Occupation: Unemployed

On career ambitions: Mr. Truluck wants to return to his former profession as a barber, eventually opening his own mobile barbershop to serve people at day care centers, nursing homes, after-school programs, and people experiencing homelessness. “I want to go down to the subway and give people haircuts. I’m going to go viral,” Mr. Truluck said, adding, “A haircut will lift your spirits up, give confidence, make you smile, make you want to go out and do something.”

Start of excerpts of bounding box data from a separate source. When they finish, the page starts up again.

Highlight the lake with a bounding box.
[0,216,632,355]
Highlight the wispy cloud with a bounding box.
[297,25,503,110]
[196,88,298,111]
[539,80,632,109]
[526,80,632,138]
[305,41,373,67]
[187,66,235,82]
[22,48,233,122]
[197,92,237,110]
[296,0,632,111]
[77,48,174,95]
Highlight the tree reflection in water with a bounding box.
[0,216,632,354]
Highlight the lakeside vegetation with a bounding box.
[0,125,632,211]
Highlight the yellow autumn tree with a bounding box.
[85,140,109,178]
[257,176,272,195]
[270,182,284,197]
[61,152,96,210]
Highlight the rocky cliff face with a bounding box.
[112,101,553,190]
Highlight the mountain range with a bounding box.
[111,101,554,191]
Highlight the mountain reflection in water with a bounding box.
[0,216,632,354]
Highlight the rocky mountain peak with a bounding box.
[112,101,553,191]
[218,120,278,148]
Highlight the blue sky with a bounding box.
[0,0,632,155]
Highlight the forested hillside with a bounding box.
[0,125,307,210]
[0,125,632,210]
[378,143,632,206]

On peace of mind: On the train, Mr. Truluck often woke up to find strangers staring at him. At times, he was robbed or verbally and physically abused, and was scared. At the Commonwealth Residence, he can escape into his room by closing the door and meditating. “When I got here, this was like peace of mind so I could move forward,” he said.

Mr. Truluck has been in and out of homelessness since 2010, while living in Camden, N.J., Philadelphia and New York City, a few years after his 6-month-old daughter died during a car accident involving a drunken driver — a traumatic event that accelerated his addiction.

“I went to a dark place,” he said. “That’s when I started drinking, cocaine, that’s when my addiction started to develop.”

Mr. Truluck rode the subway on and off between 2019 and 2022. Life on the train was scary and challenging, but also doable. On many occasions, he woke up to find the clothes he had been carrying and his phone had been stolen. Some people yelled at him, telling him to get a job. He recalled being kicked in the head once while sleeping. Other times, he would find food and money that had been left for him by fellow riders.

Other riders often told him where he could find resources, such as food or clothes, and he was able to find places where he could wash up. He recalled partying on the Q train with around 20 other homeless individuals, complete with food and alcohol.

Trying to turn your life around and confront society when you’re homeless and living on a train is hard, Mr. Truluck said. “Everybody is judging,” he said. “Your self-esteem is down because you’re dirty, you don’t got nothing clean.”

He has relapsed twice since entering the Street to Housing program. The latest occurred in May after his adult son died suddenly. He reached out to a program social worker, who helped check him into a rehab center in Albany for 45 days.

Managing that grief has been difficult, especially after his romantic partner died while he was at the rehab center. But for the last 90-plus days, he’s managed to stay clean.

At the moment, Mr. Truluck is staying focused on working with Volunteers of America to get his affairs in order.

He held up a piece of paper from his desk, which listed action items he needed to do, including going to places in Harlem and the Bronx for mental health services, job training, schooling, a winter coat, medical services, and a New York ID.

“These are things I’m supposed to do,” said Mr. Truluck. “I visualize them, write them down, and do them.”

He’s motivated by his four living children and his 3-year-old grandson, and the dream of restarting his career as a barber. He said relatives out of state ask when he’s going to visit. But he’s trying to focus on himself first. “How can I take care of anybody if I can’t help myself?” he asked.

Mr. Truluck considers the Commonwealth Residence a steppingstone until he can one day move out and live on his own, and be in his new environment without being triggered. But he expects to stay there for a while — hopefully in one of the building’s larger double rooms like his neighbor across the hall.

“I’m taking care of my business because I don’t want to be on the train,” Mr. Truluck said. “This new small area is priceless to me. I don’t have to worry about being out there.”